The fact remains that there is going to be a general election, that there are several political parties that are going to participate in the process, and that there are several prominent Ethiopian political figures that still remain at the centre of the political tornado.

There are the prominent Revolutionary Democrats and a number of opposition parties represented by the face of a single leader. There is Meles Zenawi, Beyene Petros (Prof), Merera Gudina (PhD), Bulcha Demekssa, Lidetu Ayalew and Hailu Shawel.

As members of the voting public, we are more inclined to know the words and actions of the leader and not of the party. We are not fully aware of the visions, missions and intentions of the parties that these people represent. We are not sure how exactly they would be better leaders or what they would do differently in the country. We are not informed on their policy intentions. Basically, we know the leaders and not the foundations from which they come.

All this is telling me is that there is no foundation on which these political groupings are based. If there was a strong and solid base which all could swarm towards, then it would be possible to rotate leaders.

We would have seen several leaders in the Revolutionary Democratic camp, each progressing with the times and making the philosophy behind the politics more acceptable to the next generation of the voting public. We would have seen a new leader for any one of the opposition parties that are represented and recognised purely by the personality and character of the leaders that they have chosen. We would have been able to get some sort of progressive change without having to eliminate all political ideologies that were not deemed to be in the interest of the country.

Since things do not fundamentally change, it holds true that the political ideologies of the various political parties will not change either. What is most painful, though, is the lack of any form of effort to make those ideologies more pertinent to the current voting public which is dealing with different issues than existed at the time that these political parties were created. Instead, what we have is simply a push forward with faces and ways of old.

But, it can be argued that if the faces are not able to change, then the entire political setup is based on the ideas and thoughts of a single leader, which makes it a whim and not a political institution. When that leader is no longer able to govern the party, then that party ceases to exist. A case and point is the Coalition for Unity and Democracy (CUD).

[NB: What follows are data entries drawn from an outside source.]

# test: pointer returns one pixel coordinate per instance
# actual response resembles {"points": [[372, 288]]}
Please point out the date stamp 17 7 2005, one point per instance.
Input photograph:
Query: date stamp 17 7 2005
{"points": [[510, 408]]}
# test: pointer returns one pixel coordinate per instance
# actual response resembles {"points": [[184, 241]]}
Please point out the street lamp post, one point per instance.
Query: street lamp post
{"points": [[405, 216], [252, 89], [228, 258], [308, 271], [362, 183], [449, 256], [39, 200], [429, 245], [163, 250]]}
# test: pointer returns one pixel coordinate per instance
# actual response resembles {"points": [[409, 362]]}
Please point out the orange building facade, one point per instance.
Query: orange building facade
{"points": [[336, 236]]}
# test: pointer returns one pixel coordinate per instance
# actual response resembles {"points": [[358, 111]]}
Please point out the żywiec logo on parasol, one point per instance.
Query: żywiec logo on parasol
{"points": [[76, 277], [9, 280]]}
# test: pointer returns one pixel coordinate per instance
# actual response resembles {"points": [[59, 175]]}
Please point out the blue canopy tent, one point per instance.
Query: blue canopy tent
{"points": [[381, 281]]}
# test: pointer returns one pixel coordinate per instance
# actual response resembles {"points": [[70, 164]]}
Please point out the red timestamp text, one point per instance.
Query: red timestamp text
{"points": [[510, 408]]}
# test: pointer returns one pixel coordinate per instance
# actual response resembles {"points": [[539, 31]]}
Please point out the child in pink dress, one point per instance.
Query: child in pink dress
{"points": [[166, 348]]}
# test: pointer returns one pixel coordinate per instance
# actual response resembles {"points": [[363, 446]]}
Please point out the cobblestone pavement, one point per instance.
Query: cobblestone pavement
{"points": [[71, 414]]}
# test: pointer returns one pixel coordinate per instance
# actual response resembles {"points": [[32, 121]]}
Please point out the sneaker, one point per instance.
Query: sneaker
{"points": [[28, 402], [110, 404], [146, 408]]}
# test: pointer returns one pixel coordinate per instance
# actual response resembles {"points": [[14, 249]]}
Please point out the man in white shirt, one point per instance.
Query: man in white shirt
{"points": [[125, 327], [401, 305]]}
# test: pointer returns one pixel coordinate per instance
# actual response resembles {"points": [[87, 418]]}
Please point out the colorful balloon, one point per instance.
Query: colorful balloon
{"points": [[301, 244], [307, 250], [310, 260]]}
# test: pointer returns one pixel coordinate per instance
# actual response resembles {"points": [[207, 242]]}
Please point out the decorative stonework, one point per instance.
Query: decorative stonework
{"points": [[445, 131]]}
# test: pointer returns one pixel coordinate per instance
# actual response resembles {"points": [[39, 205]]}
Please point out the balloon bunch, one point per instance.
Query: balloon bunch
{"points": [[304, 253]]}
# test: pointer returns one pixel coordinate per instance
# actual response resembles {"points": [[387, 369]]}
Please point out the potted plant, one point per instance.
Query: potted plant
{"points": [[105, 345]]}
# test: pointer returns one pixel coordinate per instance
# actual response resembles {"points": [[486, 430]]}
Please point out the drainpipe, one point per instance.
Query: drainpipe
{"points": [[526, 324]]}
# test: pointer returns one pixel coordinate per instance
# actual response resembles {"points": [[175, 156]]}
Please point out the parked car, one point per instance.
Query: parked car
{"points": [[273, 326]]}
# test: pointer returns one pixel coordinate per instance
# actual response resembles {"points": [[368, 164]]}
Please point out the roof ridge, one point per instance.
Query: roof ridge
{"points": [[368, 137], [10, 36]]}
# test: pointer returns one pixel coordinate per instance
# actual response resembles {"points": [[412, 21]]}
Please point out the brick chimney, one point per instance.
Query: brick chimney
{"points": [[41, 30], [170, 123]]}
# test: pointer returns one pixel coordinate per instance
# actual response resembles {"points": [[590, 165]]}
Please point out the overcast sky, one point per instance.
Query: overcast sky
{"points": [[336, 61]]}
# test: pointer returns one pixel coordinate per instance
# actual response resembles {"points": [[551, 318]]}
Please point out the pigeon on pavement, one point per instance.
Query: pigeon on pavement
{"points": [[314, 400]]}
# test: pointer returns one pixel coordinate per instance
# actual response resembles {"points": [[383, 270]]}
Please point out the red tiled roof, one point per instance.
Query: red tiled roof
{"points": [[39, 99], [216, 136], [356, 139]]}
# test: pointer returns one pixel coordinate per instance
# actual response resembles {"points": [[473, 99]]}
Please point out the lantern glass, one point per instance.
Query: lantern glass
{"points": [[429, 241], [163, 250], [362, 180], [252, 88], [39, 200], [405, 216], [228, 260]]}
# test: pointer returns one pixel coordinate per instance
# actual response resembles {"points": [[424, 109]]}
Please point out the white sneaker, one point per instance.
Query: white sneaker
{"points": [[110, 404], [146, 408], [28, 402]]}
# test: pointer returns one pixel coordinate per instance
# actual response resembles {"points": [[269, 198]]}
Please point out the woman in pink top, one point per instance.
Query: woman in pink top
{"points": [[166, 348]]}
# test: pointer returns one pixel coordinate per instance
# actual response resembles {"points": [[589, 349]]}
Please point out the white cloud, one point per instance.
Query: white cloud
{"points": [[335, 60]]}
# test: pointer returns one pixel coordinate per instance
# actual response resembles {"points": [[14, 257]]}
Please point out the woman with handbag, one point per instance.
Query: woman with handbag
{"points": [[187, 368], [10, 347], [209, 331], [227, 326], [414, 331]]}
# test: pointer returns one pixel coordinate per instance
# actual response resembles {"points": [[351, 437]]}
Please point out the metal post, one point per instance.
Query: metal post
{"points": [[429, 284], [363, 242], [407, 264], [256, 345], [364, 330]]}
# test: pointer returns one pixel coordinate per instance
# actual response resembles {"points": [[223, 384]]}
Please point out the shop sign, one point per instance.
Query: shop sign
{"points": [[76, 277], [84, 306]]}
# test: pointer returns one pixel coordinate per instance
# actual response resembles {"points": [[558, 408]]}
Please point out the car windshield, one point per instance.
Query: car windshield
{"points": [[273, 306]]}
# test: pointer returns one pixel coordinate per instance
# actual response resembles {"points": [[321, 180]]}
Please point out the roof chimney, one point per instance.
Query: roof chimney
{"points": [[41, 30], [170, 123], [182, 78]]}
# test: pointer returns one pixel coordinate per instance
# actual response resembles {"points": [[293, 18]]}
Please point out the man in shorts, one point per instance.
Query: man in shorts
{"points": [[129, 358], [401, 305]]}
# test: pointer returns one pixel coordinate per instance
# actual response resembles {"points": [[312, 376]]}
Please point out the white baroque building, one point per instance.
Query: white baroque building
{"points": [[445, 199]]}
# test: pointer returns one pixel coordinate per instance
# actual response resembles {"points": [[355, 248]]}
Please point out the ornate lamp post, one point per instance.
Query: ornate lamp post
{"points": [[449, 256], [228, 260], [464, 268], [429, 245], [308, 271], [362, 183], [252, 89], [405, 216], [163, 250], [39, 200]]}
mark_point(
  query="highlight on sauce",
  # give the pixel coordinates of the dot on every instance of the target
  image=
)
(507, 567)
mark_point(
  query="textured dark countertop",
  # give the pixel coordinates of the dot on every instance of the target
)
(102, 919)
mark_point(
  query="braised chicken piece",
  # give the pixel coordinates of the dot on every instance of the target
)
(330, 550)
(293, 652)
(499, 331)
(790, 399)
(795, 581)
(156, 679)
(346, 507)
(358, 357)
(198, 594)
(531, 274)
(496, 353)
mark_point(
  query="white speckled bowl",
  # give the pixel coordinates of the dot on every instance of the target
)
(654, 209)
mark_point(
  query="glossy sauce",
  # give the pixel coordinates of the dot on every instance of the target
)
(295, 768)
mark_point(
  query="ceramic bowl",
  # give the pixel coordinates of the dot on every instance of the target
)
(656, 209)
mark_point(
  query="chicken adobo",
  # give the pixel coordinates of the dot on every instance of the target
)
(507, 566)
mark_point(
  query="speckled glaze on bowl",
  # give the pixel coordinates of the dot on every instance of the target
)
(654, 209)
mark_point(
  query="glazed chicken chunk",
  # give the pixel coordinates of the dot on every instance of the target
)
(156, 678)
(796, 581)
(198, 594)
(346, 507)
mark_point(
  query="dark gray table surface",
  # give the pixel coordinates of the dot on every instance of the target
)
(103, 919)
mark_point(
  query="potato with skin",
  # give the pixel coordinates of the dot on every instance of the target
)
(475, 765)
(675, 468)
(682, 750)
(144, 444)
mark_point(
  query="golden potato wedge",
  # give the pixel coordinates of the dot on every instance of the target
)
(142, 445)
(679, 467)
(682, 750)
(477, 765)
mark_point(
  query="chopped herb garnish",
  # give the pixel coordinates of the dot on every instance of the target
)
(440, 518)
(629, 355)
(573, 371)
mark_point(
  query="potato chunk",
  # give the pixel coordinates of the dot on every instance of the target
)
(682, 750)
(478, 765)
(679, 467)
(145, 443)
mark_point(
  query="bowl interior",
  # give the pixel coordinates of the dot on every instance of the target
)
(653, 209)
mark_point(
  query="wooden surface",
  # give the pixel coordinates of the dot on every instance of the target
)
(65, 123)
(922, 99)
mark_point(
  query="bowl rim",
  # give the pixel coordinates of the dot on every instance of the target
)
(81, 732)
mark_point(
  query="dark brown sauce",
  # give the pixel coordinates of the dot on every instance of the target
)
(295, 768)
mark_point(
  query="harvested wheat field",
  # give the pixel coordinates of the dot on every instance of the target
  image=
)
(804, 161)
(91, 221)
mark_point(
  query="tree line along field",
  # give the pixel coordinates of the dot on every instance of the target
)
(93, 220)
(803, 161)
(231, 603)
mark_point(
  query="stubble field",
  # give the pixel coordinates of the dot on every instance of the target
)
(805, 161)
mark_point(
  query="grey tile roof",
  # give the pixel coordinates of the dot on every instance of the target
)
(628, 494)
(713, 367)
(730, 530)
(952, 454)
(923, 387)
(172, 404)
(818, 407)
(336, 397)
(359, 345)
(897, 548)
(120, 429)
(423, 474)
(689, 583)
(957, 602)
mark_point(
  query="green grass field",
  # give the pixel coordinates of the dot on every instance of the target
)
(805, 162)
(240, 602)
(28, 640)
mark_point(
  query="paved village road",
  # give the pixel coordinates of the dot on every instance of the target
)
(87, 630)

If political parties rest on the existence of a single person and if those parties makeup Parliament, then we are essentially being governed by the will of certain individuals and not on ideas of parties and their political philosophies.

This screams of tyrannical rule to a mind such as mine, but then of course I can be a little radical in what I read into things.

If the ideologies that these different parties represent are indeed solid and worth pursuing, then this is the time to put a new face on the campaign and push things forward without trying to force the same bitter issues down the voting public's throats. If repackaging is not an option, then it is time that political leaders and the parties they lead to be honest with the public and with themselves and admit that they stand on a single crutch which is their leader.